Nasa makes history with spacewalk, station finale

Nasa makes history with spacewalk, station finale

Astronauts complete assembly of the $100 billion Space Station

In this image provided by Nasa, a bright sun — a portion of the International Space Station and Earth’s horizon — are featured in this image photographed by a spacewalker using a fish-eye lens during the fourth spacewalk on Friday. AP

Astronauts Mike Fincke and Greg Chamitoff floated outside the orbiting outpost’s Quest airlock for the fourth and final spacewalk planned during shuttle Endeavour’s 16-day mission, the next to last in the US space shuttle programme.

After Fincke and Chamitoff transferred the shuttle’s 50-foot (15-metre) inspection boom to the station, doubling the reach of the station’s robotic crane, shuttle commander Mark Kelly called Mission Control in Houston to mark the milestone — after 12 years of efforts.
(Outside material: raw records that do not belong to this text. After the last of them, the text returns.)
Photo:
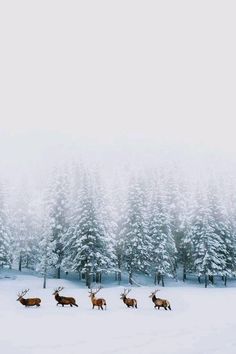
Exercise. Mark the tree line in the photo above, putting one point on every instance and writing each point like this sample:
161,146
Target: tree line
151,223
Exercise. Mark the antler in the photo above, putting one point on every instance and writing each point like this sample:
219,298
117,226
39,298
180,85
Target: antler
60,288
126,291
98,289
23,293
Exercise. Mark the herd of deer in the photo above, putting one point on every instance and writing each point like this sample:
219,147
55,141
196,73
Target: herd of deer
99,302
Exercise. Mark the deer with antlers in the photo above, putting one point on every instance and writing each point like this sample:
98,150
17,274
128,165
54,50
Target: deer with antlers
63,300
129,302
97,302
159,302
28,302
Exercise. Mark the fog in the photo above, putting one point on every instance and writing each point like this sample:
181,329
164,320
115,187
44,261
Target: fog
113,82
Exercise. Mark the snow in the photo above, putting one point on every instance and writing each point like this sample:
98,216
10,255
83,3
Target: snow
202,321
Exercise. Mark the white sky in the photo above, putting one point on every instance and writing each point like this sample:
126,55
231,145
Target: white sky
145,71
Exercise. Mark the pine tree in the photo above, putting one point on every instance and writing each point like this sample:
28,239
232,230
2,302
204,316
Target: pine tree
5,235
86,248
163,254
209,248
58,213
134,241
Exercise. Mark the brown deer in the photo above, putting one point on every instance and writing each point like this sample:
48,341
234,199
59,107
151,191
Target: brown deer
97,302
159,302
62,300
28,302
129,302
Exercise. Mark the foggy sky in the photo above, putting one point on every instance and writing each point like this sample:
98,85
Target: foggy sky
114,77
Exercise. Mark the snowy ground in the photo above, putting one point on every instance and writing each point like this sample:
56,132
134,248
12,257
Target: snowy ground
203,321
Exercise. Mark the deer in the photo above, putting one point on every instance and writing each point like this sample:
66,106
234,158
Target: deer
62,300
28,302
97,302
159,302
129,302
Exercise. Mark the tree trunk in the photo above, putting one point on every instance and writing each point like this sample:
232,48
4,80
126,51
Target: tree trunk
155,278
27,261
211,279
88,279
59,272
130,278
119,277
184,274
45,279
206,281
162,280
20,262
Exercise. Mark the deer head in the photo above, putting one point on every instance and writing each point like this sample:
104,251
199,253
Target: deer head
92,292
154,293
20,296
125,293
56,291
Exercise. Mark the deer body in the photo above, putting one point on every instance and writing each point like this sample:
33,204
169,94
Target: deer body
97,302
63,300
127,301
160,302
28,302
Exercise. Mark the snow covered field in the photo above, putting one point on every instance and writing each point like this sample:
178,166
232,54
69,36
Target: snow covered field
203,321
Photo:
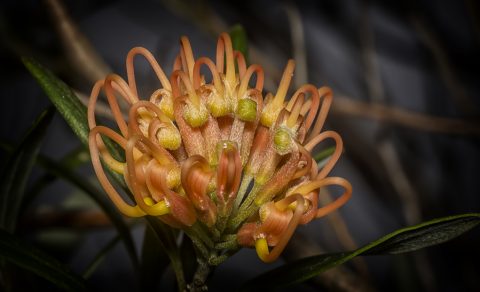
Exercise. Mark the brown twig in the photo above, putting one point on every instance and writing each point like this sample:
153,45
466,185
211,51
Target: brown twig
80,53
354,108
446,70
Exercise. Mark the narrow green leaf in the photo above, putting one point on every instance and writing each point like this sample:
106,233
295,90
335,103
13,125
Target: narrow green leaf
62,97
70,107
18,169
403,240
32,259
96,195
239,40
75,113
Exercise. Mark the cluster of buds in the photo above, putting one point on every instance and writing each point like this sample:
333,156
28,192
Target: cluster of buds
218,159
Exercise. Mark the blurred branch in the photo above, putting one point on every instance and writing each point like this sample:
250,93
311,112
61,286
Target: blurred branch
344,106
80,53
447,73
386,148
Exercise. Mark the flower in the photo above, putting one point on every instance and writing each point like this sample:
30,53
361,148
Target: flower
213,156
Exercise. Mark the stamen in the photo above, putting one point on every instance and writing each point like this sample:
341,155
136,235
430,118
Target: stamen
273,107
241,63
225,50
134,116
295,111
229,173
195,113
196,175
216,77
176,88
153,62
157,209
306,158
186,54
313,101
125,208
114,164
261,245
319,183
112,100
163,99
246,79
336,154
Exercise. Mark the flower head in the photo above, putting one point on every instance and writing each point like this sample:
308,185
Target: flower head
213,153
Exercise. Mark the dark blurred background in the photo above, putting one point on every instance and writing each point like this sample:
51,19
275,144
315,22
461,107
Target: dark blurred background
405,76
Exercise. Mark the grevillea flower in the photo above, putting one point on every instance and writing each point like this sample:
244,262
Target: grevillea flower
213,155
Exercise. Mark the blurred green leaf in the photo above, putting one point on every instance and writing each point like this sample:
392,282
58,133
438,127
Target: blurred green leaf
98,259
32,259
70,107
401,241
75,113
18,169
62,97
239,40
154,261
96,195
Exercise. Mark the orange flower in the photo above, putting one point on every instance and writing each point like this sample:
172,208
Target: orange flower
218,156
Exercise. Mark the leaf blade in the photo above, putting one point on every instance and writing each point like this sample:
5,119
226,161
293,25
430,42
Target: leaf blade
18,169
447,228
62,96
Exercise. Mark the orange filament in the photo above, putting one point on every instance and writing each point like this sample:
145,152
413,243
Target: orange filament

“Space station assembly is complete,” Kelly said. It was the last spacewalk that shuttle-bound astronauts will undertake before Nasa turns over Endeavour and sister ships Discovery and Atlantis to museums. Space station crew will continue to make spacewalks for maintenance and repair tasks.

Later, Chamitoff used a special camera with a wide-angle “fish eye” lense to photograph the space station and paused to reflect on the event.

“We’re floating here on the shoulders of giants,” said Chamitoff. “This space station is the pinnacle of human achievement and international cooperation.”

The spacewalk was the 159th in support of assembly and maintenance of the station, which began with the robotic attachment of the US Unity node with the Russian Zarya base block in 1998. Since then, the project of 16 nations has grown to more than 1 million pounds (455,000 kg) of hardware orbiting 220 miles (355 km) above Earth.

In over 1,000 hours worth of ventures in the dark vacuum of space, dressed in bulky spacesuits and wielding all manner of tools and gadgets, astronauts have steadily bolted the station together.

Its interior has grown to the size of a Boeing 747 jet and the wingspan of its power-generating solar wings would nearly cover the surface of a US football field.

Nasa will set yet another orbital milestone later on Friday. Fincke, a veteran of two long-duration stays on the station, will eclipse fellow Nasa astronaut Peggy Whitson’s record of 377 days in space, more than any other US spacefarer.